Note that this isn’t a deep clean, it’s just a quick clean to keep your clarinet in top working condition. If you’re in an absolute hurry, you can just wipe out your mouthpiece, dry your reed, and swab your clarinet a few times. This can be done in about a minute, as you’re already disassembling your clarinet and putting it in its case.

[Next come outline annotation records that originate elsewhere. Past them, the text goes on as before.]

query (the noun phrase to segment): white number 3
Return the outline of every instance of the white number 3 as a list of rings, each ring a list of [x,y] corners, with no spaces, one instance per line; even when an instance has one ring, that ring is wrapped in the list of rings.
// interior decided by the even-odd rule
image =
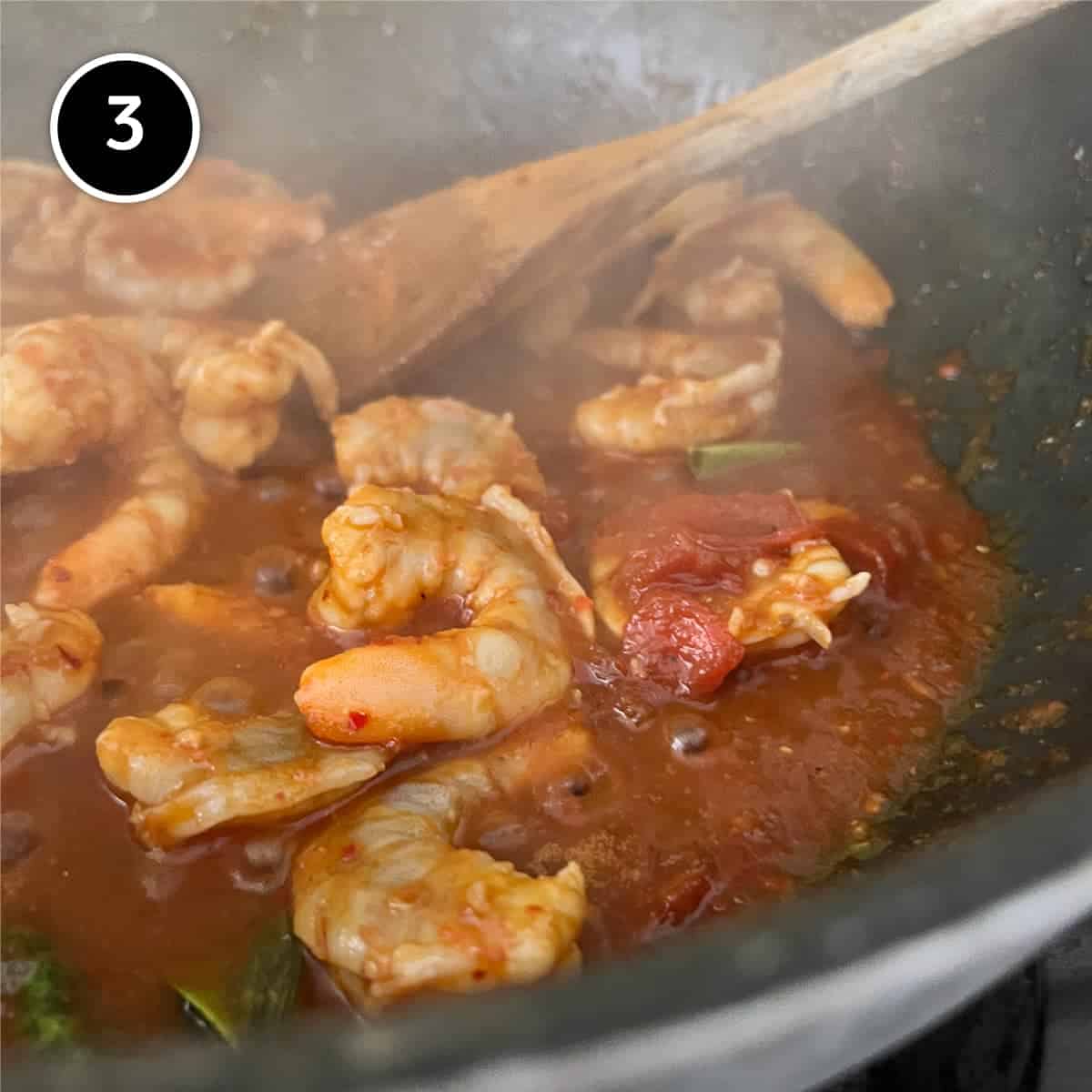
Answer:
[[[139,95],[110,95],[106,100],[110,106],[123,106],[124,109],[114,119],[116,126],[129,126],[129,135],[124,140],[114,140],[111,136],[107,147],[116,152],[128,152],[144,139],[144,127],[133,117],[133,110],[140,107]]]

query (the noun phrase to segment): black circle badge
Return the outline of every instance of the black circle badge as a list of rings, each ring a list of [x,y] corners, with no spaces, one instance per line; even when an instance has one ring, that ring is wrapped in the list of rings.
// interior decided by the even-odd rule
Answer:
[[[78,68],[54,99],[57,164],[92,197],[132,204],[165,193],[201,139],[193,93],[163,61],[107,54]]]

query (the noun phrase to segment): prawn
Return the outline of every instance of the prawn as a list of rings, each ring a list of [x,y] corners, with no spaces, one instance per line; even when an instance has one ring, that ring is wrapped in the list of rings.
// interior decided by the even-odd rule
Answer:
[[[297,857],[296,935],[365,1010],[579,965],[578,864],[533,878],[454,844],[473,808],[527,779],[530,751],[447,762],[367,795]]]
[[[390,758],[381,747],[322,747],[295,711],[230,716],[199,700],[119,716],[95,751],[110,784],[133,798],[131,822],[152,848],[225,823],[318,810],[381,773]]]
[[[280,404],[297,377],[320,417],[329,420],[337,410],[330,363],[283,322],[104,321],[166,361],[181,396],[182,439],[221,470],[249,466],[269,449],[281,427]]]
[[[325,234],[324,197],[294,200],[272,178],[226,159],[198,161],[169,192],[112,206],[78,193],[59,170],[3,164],[4,212],[17,272],[76,276],[93,295],[157,311],[209,311],[238,297],[270,254]],[[35,188],[37,192],[35,192]]]
[[[0,468],[61,466],[121,442],[162,387],[140,346],[86,316],[3,331]]]
[[[116,446],[174,388],[182,438],[206,462],[240,470],[276,438],[278,404],[297,375],[320,415],[333,416],[328,360],[283,322],[78,314],[5,331],[0,466],[55,466]]]
[[[842,325],[871,329],[887,321],[894,294],[883,274],[852,239],[787,193],[753,198],[724,230],[729,252],[785,274]]]
[[[340,630],[397,628],[426,601],[454,600],[461,629],[389,637],[312,664],[296,703],[330,743],[474,739],[568,690],[562,615],[583,637],[591,601],[539,517],[500,485],[480,507],[358,486],[325,520],[330,572],[311,617]]]
[[[634,385],[614,387],[580,403],[573,424],[590,447],[631,454],[684,450],[753,431],[776,407],[779,339],[638,328],[582,337],[581,347],[601,360],[633,370],[655,360],[658,370],[674,372],[672,378],[645,375]]]
[[[682,276],[670,252],[661,256],[637,299],[626,312],[634,322],[660,298],[679,308],[696,327],[779,323],[784,302],[773,270],[739,257],[719,262],[712,271]]]
[[[468,501],[497,483],[527,499],[546,492],[511,414],[455,399],[388,397],[337,417],[331,430],[349,485],[404,485]]]
[[[75,701],[98,672],[103,634],[82,610],[4,607],[0,631],[0,747]]]
[[[46,562],[32,595],[37,605],[90,608],[140,587],[197,533],[207,500],[204,484],[158,406],[149,406],[114,456],[131,475],[131,496]]]

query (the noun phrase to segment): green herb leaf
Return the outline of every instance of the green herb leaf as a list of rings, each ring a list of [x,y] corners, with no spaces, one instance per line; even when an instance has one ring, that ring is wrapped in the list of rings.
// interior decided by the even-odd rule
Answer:
[[[171,988],[181,1001],[182,1016],[193,1028],[206,1035],[217,1035],[232,1046],[239,1045],[238,1013],[232,1011],[226,990],[177,985]]]
[[[277,1023],[292,1010],[304,958],[287,914],[258,937],[239,985],[239,1007],[247,1029]]]
[[[3,933],[4,995],[14,1000],[19,1029],[37,1049],[71,1049],[82,1037],[75,1016],[75,977],[52,945],[31,929]]]
[[[295,1008],[304,959],[287,914],[258,934],[246,963],[222,985],[174,985],[187,1019],[238,1046],[247,1033],[278,1023]]]
[[[690,473],[702,480],[739,466],[791,459],[803,451],[804,444],[795,440],[740,440],[734,443],[703,443],[691,448],[686,458]]]

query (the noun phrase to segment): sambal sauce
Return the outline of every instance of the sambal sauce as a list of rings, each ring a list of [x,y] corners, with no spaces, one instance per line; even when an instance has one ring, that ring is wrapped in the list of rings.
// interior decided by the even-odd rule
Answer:
[[[805,215],[779,200],[779,216]],[[684,298],[657,270],[652,321],[713,299]],[[87,601],[94,680],[3,752],[5,928],[48,938],[87,1037],[181,1026],[179,990],[222,985],[286,911],[311,953],[298,1004],[371,1011],[414,992],[392,954],[427,948],[403,935],[414,914],[449,915],[442,959],[428,959],[443,964],[436,988],[463,992],[784,899],[864,852],[971,692],[1005,570],[913,407],[885,388],[879,339],[855,339],[787,284],[782,325],[768,313],[780,289],[771,304],[759,273],[763,292],[746,298],[764,310],[746,336],[640,348],[690,354],[674,372],[653,361],[656,376],[619,381],[639,329],[619,327],[583,355],[506,341],[411,375],[399,393],[422,397],[391,400],[404,427],[432,414],[446,451],[473,435],[497,453],[500,484],[468,499],[465,474],[443,496],[400,489],[430,464],[405,470],[408,441],[364,417],[353,442],[378,435],[379,468],[355,480],[307,408],[249,464],[190,420],[204,462],[178,489],[195,531],[157,571],[114,573],[123,591]],[[717,274],[717,306],[741,306],[737,274],[755,268]],[[881,294],[869,324],[888,306]],[[252,348],[286,333],[248,336]],[[732,353],[750,355],[724,365],[727,401],[679,418],[687,444],[727,429],[786,441],[784,456],[699,480],[685,447],[638,450],[669,437],[676,407],[725,379],[708,369]],[[199,393],[194,413],[217,394]],[[263,412],[265,432],[237,429],[248,443],[269,435]],[[347,428],[335,422],[339,444]],[[5,604],[40,594],[43,566],[124,499],[128,451],[5,477]],[[175,533],[177,497],[153,499]],[[252,781],[232,782],[239,771]],[[202,796],[213,774],[234,795]],[[236,810],[222,822],[217,808]],[[490,917],[498,905],[509,925]],[[507,962],[509,926],[549,959]],[[353,963],[361,943],[366,965]],[[25,1032],[5,997],[4,1037]]]

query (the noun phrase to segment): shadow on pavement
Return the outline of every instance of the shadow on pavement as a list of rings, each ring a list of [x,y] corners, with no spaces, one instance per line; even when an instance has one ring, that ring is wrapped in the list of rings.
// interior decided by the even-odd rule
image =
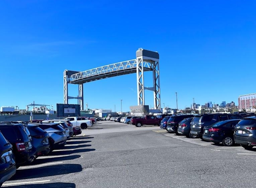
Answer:
[[[63,149],[65,150],[65,149]],[[88,152],[95,151],[95,149],[68,149],[71,150],[65,151],[65,150],[54,150],[51,153],[51,155],[70,155],[72,153],[82,153],[84,152]],[[50,155],[49,155],[50,156]]]
[[[47,156],[46,156],[47,157]],[[38,158],[36,160],[34,160],[33,163],[31,163],[29,165],[26,165],[26,166],[31,166],[31,165],[36,165],[37,164],[42,164],[43,163],[51,163],[53,162],[58,162],[61,161],[63,160],[73,160],[76,159],[78,159],[80,157],[81,155],[70,155],[66,156],[59,157],[55,156],[55,158],[48,158],[48,159],[43,159],[43,158]]]
[[[5,184],[8,184],[5,182]],[[3,185],[4,185],[4,183]],[[5,188],[13,188],[13,186],[4,186]],[[16,185],[16,188],[76,188],[76,184],[70,183],[51,183],[44,184],[27,184],[22,185]]]
[[[82,170],[81,165],[78,164],[57,164],[28,169],[18,168],[15,175],[10,180],[38,178],[68,174],[78,172]]]

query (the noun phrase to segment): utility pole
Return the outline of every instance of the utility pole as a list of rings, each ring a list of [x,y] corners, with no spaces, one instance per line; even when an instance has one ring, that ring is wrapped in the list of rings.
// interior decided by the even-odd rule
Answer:
[[[178,97],[177,97],[177,92],[175,93],[176,94],[176,109],[177,111],[178,111]]]
[[[122,114],[122,99],[121,99],[121,115]]]

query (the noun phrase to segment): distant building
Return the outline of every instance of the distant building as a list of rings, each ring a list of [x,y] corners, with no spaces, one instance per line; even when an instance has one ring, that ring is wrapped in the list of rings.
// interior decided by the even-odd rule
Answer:
[[[238,97],[238,110],[247,111],[256,111],[256,94],[240,95]]]
[[[225,108],[226,104],[226,101],[222,101],[222,102],[220,103],[220,107],[221,108]]]

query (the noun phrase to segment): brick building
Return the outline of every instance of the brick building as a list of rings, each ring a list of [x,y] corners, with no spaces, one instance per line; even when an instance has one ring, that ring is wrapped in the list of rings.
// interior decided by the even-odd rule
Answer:
[[[256,111],[256,94],[240,95],[238,97],[238,110],[241,111]]]

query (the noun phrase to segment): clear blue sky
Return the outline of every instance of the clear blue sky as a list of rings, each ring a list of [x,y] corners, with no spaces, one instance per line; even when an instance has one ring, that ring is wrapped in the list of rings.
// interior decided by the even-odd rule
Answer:
[[[176,108],[175,92],[179,108],[193,98],[237,105],[239,95],[256,93],[256,10],[254,0],[1,0],[0,106],[25,109],[34,101],[56,109],[65,69],[135,59],[139,48],[159,54],[162,107]],[[136,74],[84,87],[89,108],[120,111],[122,99],[125,111],[137,103]],[[153,94],[146,95],[153,107]]]

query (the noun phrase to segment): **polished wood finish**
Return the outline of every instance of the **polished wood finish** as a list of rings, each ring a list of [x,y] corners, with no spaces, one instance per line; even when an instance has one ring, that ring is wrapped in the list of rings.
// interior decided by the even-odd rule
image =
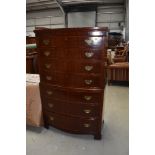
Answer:
[[[34,32],[45,127],[101,139],[108,29]]]
[[[26,44],[35,44],[36,37],[26,37]],[[36,48],[26,49],[26,73],[38,74],[38,53]]]

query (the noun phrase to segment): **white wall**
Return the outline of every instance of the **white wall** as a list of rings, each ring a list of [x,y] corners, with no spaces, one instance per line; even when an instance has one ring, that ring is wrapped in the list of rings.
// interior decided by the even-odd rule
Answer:
[[[129,41],[129,0],[126,0],[125,40]]]
[[[64,15],[60,9],[41,12],[31,12],[26,15],[26,35],[34,36],[35,27],[63,28],[65,27]]]
[[[122,32],[125,23],[123,6],[101,6],[97,10],[97,26],[109,27],[111,32]],[[119,25],[121,24],[121,26]]]
[[[68,27],[94,27],[95,11],[68,13]]]
[[[127,23],[128,19],[125,17],[126,17],[125,10],[123,6],[110,6],[110,7],[100,6],[97,9],[97,26],[109,27],[111,32],[122,32],[123,28],[122,26],[119,26],[119,23],[121,25],[124,25],[125,19]],[[65,27],[65,20],[64,20],[65,18],[60,9],[27,13],[26,18],[27,18],[26,34],[31,36],[34,36],[33,30],[35,29],[35,26],[47,27],[47,28]],[[88,20],[92,20],[91,16],[89,16]],[[95,20],[94,16],[93,20]],[[69,24],[75,25],[75,23],[69,23]],[[88,24],[88,26],[90,25]],[[127,29],[125,33],[127,33]]]

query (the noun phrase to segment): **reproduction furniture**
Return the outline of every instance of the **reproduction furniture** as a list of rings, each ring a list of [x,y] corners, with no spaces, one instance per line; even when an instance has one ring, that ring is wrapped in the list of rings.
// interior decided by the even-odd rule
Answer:
[[[115,49],[122,41],[122,34],[117,32],[110,32],[108,38],[109,48]]]
[[[26,36],[26,44],[34,44],[36,43],[36,37]]]
[[[129,62],[117,62],[107,67],[108,85],[112,82],[129,82]]]
[[[34,32],[44,126],[101,139],[108,29]]]
[[[38,74],[26,74],[26,124],[43,126]]]
[[[38,74],[36,44],[26,44],[26,73]]]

Not really part of the cleaning but more of maintenance, check your tenon corks – these are the rings of cork that help connect the clarinet joints. Apply a small amount of cork grease if the instrument is getting hard to assemble and disassemble. By keeping these greased, you’ll also maintain the air seal and condition the cork to last longer. Wipe off any excess grease. Cork grease can be found online or at an instrument shop, and looks like a chapstick.
Make sure to wash your cleaning cloths regularly since they can build bacteria and odor over time. The washing machine is fine for this.
How to sanitize your mouthpiece
Every so often, you should sanitize your mouthpiece as well, especially if you’re sharing your instrument with someone else! To get rid of bacteria and fungus on your mouthpiece, you have a couple of different options. After you clean your mouthpiece as described above, soak your mouthpiece in either mouthwash or Sterisol for a few minutes. Sterisol is a germicide that is regularly sold for instrument cleaning. Make sure to wipe off and dry completely before putting it back in your instrument case.
Can clarinets get wet?
Clarinets get wet all the time, from your saliva as you play it! However, that’s in small amounts and usually dries pretty quickly. Do not soak your clarinet or allow excessive moisture over time. If your instrument does briefly get wet though, no problem. Simply dry it off with a cloth and allow it to air dry. It’s extended exposure that will cause harm to your instrument.
If your clarinet has been exposed to damp or wet conditions for an extended time, it may be ruined. If it still plays though, you may be able to replace the pads or mouthpiece. For this, you’ll need to take it to a specialized instrument repair shop.
Other things to stay away from:
- Do not boil the clarinet mouthpiece.
- Do not microwave the reed or any other part.
- Do not use bleach.
- Do not use any other toxic cleaner on your mouthpiece.
Under no circumstances should you ever put your clarinet in the dishwasher. There are safer ways to clean and sanitize your instrument that will not harm it. When properly maintained, a clarinet should last for decades.